Tryptophan (Trp) is the most common natural amino acid fluorophore in biophysics to monitor changes in protein conformations upon substrate binding and/or protein-protein interaction. This is because of the long absorption wavelength and high emission yield for the indole moiety. However, proteins usually contain more than one Trp residue, making it difficult (if not impossible) to assign the changes in fluorescence signal to a particular site definitively. This makes interpreting the spectral changes that result from specific protein interactions complicated and difficult. Nonetheless, the Trp analogue 7-azatryptophan ((7-aza)Trp), Scheme 1(a)) has been used as an alternative of Trp to probe protein structure and dynamics [1], [2], [3]. (7-aza)Trp exhibits an even longer absorption spectral onset compared to Trp and polarity-sensitive emission properties that can probe the surrounding environment [4], [5]. Recently, we reported a new Trp analogue, (2,7-aza)Trp [1]; the emission property of which is not sensitive to the environment polarity. Instead, (2,7-aza)Trp exists predominantly as the N(1)-H isomer with a minor N(2)-H isomer in neutral aqueous solution. The N(1)-H undergoes a water-catalyzed N(1)-H→N(7)-H proton transfer in the excited state, resulting in the N(7)-H tautomer with green emission (Scheme 1(b)).

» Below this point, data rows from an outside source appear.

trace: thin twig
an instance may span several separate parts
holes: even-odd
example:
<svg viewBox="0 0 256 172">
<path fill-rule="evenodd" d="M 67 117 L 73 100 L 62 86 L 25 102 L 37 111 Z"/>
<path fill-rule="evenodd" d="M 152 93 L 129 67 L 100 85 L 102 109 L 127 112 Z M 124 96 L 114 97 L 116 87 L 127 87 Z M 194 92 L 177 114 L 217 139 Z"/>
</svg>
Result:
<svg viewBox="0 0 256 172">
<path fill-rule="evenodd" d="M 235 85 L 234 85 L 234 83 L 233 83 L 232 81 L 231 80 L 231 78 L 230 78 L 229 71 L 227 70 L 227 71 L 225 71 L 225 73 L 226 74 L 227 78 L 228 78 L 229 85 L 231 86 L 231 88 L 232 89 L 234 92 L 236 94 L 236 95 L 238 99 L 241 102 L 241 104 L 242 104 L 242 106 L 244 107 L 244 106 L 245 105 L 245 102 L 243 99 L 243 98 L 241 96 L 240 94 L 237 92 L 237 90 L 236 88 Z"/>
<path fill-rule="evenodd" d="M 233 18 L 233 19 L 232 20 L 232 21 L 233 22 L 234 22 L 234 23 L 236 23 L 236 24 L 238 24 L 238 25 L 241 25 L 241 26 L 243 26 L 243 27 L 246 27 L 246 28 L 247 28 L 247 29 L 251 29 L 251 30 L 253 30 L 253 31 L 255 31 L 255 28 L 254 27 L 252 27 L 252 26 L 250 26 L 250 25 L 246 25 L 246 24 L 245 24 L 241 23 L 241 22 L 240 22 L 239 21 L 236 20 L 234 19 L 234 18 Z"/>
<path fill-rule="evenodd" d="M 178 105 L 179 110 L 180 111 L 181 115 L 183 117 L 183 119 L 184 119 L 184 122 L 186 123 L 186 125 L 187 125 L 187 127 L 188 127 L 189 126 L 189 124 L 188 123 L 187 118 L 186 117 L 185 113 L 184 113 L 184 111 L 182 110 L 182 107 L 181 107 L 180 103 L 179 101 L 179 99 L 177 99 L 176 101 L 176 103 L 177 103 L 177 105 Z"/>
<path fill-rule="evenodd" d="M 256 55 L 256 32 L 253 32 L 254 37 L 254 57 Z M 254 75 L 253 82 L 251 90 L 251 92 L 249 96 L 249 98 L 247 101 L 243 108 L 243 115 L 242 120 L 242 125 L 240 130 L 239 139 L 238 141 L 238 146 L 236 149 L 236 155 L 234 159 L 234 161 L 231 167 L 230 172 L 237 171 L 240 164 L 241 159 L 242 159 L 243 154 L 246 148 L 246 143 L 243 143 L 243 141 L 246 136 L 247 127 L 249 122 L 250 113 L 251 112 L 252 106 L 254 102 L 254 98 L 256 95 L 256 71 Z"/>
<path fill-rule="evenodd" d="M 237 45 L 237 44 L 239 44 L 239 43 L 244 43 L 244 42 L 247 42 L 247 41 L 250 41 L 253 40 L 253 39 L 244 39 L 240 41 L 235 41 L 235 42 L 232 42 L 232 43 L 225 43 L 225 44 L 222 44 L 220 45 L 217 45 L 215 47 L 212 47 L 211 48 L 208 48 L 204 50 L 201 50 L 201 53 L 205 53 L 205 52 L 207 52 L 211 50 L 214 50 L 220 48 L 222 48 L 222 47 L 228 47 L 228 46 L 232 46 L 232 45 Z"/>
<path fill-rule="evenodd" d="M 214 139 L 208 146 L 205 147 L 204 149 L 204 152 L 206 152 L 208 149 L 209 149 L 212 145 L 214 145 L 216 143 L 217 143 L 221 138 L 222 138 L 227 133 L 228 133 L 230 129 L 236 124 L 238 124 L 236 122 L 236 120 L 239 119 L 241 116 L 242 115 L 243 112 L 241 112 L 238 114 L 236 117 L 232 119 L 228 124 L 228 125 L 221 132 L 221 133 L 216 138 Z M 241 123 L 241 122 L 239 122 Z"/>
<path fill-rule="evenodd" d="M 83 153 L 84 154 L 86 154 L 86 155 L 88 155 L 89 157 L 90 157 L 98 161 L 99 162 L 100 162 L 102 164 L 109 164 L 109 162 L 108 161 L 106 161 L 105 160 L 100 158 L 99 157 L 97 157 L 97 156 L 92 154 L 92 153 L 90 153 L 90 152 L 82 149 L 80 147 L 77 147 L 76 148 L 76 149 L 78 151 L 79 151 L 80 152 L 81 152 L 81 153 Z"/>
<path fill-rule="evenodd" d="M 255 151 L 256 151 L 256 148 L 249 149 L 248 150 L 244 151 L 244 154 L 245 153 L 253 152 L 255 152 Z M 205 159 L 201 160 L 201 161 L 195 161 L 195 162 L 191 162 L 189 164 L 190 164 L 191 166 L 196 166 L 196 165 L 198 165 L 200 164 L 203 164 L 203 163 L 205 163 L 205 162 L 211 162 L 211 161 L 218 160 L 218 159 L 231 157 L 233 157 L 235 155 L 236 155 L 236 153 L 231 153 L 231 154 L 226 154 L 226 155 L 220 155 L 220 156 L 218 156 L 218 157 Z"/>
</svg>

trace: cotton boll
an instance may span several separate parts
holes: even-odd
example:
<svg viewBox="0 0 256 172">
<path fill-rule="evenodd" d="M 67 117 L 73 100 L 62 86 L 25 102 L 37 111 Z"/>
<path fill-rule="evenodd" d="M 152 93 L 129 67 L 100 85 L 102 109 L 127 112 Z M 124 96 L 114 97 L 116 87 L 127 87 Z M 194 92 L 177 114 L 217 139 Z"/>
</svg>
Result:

Both the N(1)-H (350 nm) and the N(7)-H tautomer (500 nm) emissions are observed in water rich environments. In contrast, only the N(1)-H emission at 350 nm is observed under water scant conditions. The ratiometric emission and the associated relaxation dynamics may also provide certain clues for specific water-Trp interactions in proteins. The N(2)-H isomer only exists in bulk water and generally disappears in protein environments with microsolvated water molecules, unless in the presence of specific N(2)-H…acceptor H-bonds [2]. (2,7-aza)Trp would thus be ideal for probing the water microsolvation surrounding Trp in proteins.

Scheme 1

(a) The chemical structures of Trp, (7-aza)Trp and (2,7-aza)Trp. (b) The ground-state equilibrium between N(1)-H and N(2)-H for (2,7-aza)Trp in neutral water and the water-catalyzed N(1)-H → N(7)-H proton transfer in the excited state for (2,7-aza)Trp. (c) Qualitative diagram of CaM and Baa binding process in water. Note the CaM structure was isolated from free CaM (PDB ID: 3CLN) and CaM bound Baa (PDB ID: 2BE6, in which CaV1.2 IQ domain of 2BE6 is replaced by Baa.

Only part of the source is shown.